'Tea Party Economics' Label Should Be Used on GOP: Schumer
Democrats need to blame Tea Party economics for the slow recovery, Sen. Chuck Schumer, D-N.Y. and the No. 3 Democrat in the Senate, said in a memo that provides a glimpse into the rhetoric the party is planning to lob at Republicans going into a heated 2012 election cycle.
Schumer, the New York senator who handles messaging and political strategy for the Democrats, drafted a guide for his party on ways to tie Republicans to the Tea Party, which is becoming increasingly unpopular.
The GOP's opposition to President Barack Obama's $447 billion jobs package, as a whole, leaves the party open to blame for the economy in 2012, Schumer wrote.
If Republicans continue opposing job-creating measures, they risk being blamed for whatever economic reality the country confronts in 2012, Schumer wrote. But Democrats must make this case.
To make that case, Democrats should refer to opposition to job-creating measurers as Tea Party economics, opponents of the jobs package as Tea Party Republicans and argue that obstruction will lead to a Tea Party recession, the memo issued Wednesday said.

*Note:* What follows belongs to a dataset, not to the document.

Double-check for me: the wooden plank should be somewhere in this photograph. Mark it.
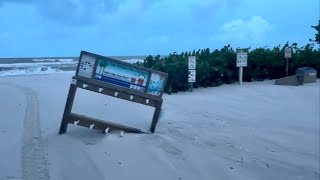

The memo includes supporting quotes from Moody's Economist Mark Zandi, a former advisor to Sen. John McCain, R-Ari., the Congressional Budget Office director and Republican economist Martin Feldstein, among other analysts.
In this debate over jobs, the Tea Party's growing unpopularity has the potential to be the GOP's Achilles' Heel, Schumer wrote.
He also contended that the movement's popularity has dropped in part because of the debt-ceiling imbroglio, in which Tea Party supported Republicans refused to sign onto a multi-trillion dollar deficit reduction deal that included revenue.
By linking the GOP to the Tea Party, Democrats could bolster the prospects of Obama's job plan, or least make clear who is responsible for the stalling of the recovery, the memo said.